A couple of years ago, whilst I was at Madgex, James and Martin ran a discussion session around this video

I liked the idea and the concept of derisking deployments, but the architecture/complexity of the systems we had didn’t suit it. Now I’ve moved on, and have a much simpler architecture to work with, this became a realistic possiblity. So, I’m really pleased to have now got a system that does automatic daily deployments to test. I’m not brave enough to have switched it to do live deployments like that yet, but they use the same interface, so there will soon be no reason why they shouldn’t - and in reality the only difference is that I currently get to control the time when a deployment to live happens. The mechanics are the same.

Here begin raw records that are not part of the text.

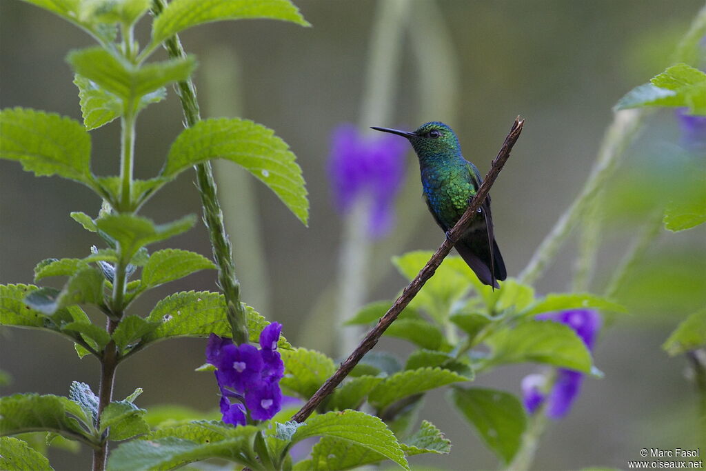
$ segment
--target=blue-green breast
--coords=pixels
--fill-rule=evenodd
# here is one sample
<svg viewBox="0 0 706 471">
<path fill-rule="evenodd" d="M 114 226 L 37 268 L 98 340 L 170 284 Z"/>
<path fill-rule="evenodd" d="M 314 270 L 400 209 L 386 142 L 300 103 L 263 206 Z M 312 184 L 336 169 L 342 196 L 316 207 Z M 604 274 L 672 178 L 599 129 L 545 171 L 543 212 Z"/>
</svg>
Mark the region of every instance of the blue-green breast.
<svg viewBox="0 0 706 471">
<path fill-rule="evenodd" d="M 477 189 L 472 172 L 477 172 L 463 157 L 420 162 L 424 199 L 437 222 L 448 230 L 468 208 Z"/>
</svg>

We’ve built our continuous integration environment on top of Jenkins. It polls our hosted git repositories and builds when it detects changes (ideally, this would be a post-commit hook). Any dependent projects are set up to build as a result of a successful build of the project it is dependent on. The projects which have embedded tests get run, and failing tests cause the build to be flagged as a failure. We can manually deploy at any stage if we need to by simply pressing the “Run build” icon on jenkins (I have a “Deploy To Test” job within jenkins). But if we don’t then they’ll get deployed the following morning anyway.

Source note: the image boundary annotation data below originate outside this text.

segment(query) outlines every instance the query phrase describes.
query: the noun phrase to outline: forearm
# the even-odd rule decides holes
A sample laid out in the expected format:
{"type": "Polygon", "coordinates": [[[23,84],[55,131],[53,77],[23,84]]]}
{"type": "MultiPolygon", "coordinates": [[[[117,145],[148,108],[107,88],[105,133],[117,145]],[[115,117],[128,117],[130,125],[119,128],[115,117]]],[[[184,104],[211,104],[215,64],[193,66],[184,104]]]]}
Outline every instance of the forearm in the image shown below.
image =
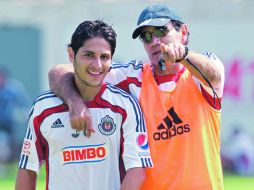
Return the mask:
{"type": "Polygon", "coordinates": [[[15,190],[35,190],[37,175],[34,171],[19,169],[15,190]]]}
{"type": "Polygon", "coordinates": [[[144,168],[128,169],[121,185],[121,190],[139,190],[145,180],[144,168]]]}
{"type": "Polygon", "coordinates": [[[50,89],[61,97],[69,106],[74,102],[82,102],[74,82],[72,64],[59,64],[48,73],[50,89]]]}
{"type": "MultiPolygon", "coordinates": [[[[187,58],[202,72],[214,87],[221,84],[221,71],[216,62],[218,60],[209,59],[207,56],[195,52],[189,52],[187,58]]],[[[181,63],[202,83],[207,84],[202,75],[188,61],[184,59],[181,63]]]]}

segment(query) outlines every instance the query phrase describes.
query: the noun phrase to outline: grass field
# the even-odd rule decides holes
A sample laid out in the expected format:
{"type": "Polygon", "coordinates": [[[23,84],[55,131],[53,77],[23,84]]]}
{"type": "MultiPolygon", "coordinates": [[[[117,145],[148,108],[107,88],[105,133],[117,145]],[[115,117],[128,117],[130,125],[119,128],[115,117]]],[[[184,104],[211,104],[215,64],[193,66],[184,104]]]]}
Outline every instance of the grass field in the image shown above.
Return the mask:
{"type": "MultiPolygon", "coordinates": [[[[44,167],[42,167],[44,168],[44,167]]],[[[16,165],[11,164],[7,166],[4,177],[0,177],[1,190],[14,190],[16,178],[16,165]]],[[[224,176],[225,190],[254,190],[254,176],[243,177],[232,174],[224,176]]],[[[45,190],[45,170],[42,169],[37,180],[36,190],[45,190]]]]}

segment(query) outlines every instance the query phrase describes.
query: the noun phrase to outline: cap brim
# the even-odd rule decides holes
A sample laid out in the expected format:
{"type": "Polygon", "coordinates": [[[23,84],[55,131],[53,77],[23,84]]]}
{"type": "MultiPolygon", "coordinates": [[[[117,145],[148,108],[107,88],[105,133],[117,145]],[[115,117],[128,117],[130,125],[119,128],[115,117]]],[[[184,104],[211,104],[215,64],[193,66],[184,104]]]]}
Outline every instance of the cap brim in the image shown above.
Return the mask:
{"type": "Polygon", "coordinates": [[[132,38],[136,39],[140,35],[142,28],[145,26],[165,26],[166,24],[169,23],[169,21],[170,19],[168,18],[155,18],[145,20],[144,22],[141,22],[134,30],[134,32],[132,33],[132,38]]]}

This is because early every morning (before any of us are in), the deployment tool runs, deploys anything that is waiting, emails a summary to the shared email account and then triggers off a batch of end-to-end tests. This means that when we get in we know that the test system is up to date and a basic set of tests have run (and hopefully succeeded). Every weekend a larger batch of end to end tests gets run automatically as well, again just to exercise the system from an automated load test perspective.

We’ve been running like this for a month or so now, and it seems to be going really smoothly. I’m finding jenkins really easy to work with and manage and we’re gradually increasing the amount of unit tests and end to end tests to continue this process. Perhaps most important is that deployments are no longer quite as scary, happen more often and are being done by more members of the team, rather than relying on a specialist.

So, thanks James and Martin for planting the idea. I did listen.